As our knowledge and sophistication in the prediction of heat transfer coefficients has grown, we should no longer use the same fouling factors that took into account the uncertainty in prediction of heat transfer coefficients, since this will result in the design of larger heat exchangers than are needed for a particular process. In many cases, such overdesign creates conditions that promote the fouling that we are trying to avoid.

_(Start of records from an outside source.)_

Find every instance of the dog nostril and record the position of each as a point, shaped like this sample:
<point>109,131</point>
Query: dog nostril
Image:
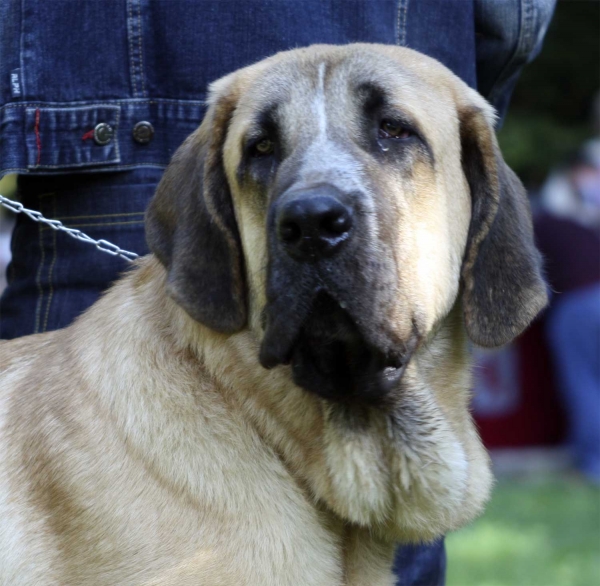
<point>289,232</point>
<point>336,224</point>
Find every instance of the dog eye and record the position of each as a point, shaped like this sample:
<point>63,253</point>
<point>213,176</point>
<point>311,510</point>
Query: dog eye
<point>265,146</point>
<point>394,129</point>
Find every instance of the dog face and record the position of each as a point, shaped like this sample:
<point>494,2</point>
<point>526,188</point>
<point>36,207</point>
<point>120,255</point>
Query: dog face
<point>337,200</point>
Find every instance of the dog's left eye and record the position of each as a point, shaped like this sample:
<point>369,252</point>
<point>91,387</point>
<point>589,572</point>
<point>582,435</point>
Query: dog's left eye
<point>394,129</point>
<point>263,147</point>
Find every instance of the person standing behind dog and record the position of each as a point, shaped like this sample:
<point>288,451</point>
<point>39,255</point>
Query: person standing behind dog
<point>96,97</point>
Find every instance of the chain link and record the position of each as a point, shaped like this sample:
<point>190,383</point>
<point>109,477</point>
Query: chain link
<point>103,245</point>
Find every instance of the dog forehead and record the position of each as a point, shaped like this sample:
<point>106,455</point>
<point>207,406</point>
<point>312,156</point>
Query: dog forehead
<point>304,84</point>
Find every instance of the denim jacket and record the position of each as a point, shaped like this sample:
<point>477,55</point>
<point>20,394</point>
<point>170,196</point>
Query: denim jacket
<point>68,66</point>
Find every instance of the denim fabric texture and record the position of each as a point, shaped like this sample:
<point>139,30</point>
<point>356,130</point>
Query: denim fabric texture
<point>67,66</point>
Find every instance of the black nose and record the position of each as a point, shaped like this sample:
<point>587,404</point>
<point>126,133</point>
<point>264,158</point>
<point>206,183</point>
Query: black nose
<point>313,224</point>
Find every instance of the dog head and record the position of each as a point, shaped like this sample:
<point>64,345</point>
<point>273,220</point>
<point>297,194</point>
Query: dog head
<point>337,201</point>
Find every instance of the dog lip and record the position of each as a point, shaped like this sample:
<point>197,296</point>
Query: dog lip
<point>331,356</point>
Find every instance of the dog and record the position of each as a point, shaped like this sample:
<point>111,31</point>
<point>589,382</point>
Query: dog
<point>279,393</point>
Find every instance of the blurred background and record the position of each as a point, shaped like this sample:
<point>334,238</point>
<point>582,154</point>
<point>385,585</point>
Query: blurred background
<point>537,401</point>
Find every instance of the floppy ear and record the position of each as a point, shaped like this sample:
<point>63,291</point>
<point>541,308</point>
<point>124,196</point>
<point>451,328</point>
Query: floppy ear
<point>502,270</point>
<point>191,227</point>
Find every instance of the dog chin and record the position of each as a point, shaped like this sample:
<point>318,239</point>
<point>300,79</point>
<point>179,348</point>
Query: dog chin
<point>331,358</point>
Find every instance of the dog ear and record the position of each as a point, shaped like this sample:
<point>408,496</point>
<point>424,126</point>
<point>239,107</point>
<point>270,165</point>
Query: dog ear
<point>502,270</point>
<point>191,228</point>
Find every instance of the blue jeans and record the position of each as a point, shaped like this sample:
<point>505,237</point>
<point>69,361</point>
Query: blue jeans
<point>74,65</point>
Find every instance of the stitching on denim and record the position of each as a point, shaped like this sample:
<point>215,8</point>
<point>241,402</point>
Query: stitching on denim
<point>100,216</point>
<point>28,171</point>
<point>90,107</point>
<point>114,159</point>
<point>142,72</point>
<point>50,270</point>
<point>118,152</point>
<point>131,62</point>
<point>114,104</point>
<point>38,281</point>
<point>85,225</point>
<point>38,140</point>
<point>22,51</point>
<point>401,22</point>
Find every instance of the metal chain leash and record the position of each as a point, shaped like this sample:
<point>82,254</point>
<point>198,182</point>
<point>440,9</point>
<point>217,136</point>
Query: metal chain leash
<point>103,245</point>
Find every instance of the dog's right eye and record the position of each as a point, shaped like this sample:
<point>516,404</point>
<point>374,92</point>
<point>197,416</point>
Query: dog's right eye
<point>263,147</point>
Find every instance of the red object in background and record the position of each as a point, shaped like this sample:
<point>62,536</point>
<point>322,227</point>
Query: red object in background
<point>516,403</point>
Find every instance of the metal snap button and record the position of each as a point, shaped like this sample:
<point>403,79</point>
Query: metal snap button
<point>103,133</point>
<point>143,132</point>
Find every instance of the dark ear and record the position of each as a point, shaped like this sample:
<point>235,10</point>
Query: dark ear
<point>502,270</point>
<point>191,227</point>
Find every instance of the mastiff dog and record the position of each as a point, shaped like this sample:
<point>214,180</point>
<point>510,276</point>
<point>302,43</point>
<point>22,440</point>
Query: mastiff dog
<point>279,393</point>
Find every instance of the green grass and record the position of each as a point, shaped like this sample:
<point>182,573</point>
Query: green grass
<point>532,534</point>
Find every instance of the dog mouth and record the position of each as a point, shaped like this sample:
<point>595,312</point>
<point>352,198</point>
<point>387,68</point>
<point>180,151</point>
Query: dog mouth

To facilitate an alternative to the use of TEMA fouling factors, HTRI has established a task force to develop a design philosophy for adding margins in the design of heat exchangers. Such a design philosophy will allow an alternate approach to the use of fouling factors. The Exchanger Design Margin Task Force, lead by HTRI staff, will bring together representatives from the refining, petrochemical and chemical industries, as well as representatives from engineering and heat exchanger manufacturing companies, to share experiences that can translate to a better approach for establishing heat exchanger design margins in specific processes or services.

The first task is to generate a white paper assessing current knowledge and describing the key steps required to improve the application of heat exchanger thermal design margins. This will be accomplished by the end of calendar year 2005. In addition, research projects needed to improve the confidence in the analysis of thermal design margins will be identified and implemented during 2006.

Such an effort, including global participation by experts in the process industries, is required to shift the approach used during the past decades and make significant progress in improved heat exchanger design. For more information or to express interest in participating in this Exchanger Design Margin Task Force (EDMTF), contact HTRI at [email protected].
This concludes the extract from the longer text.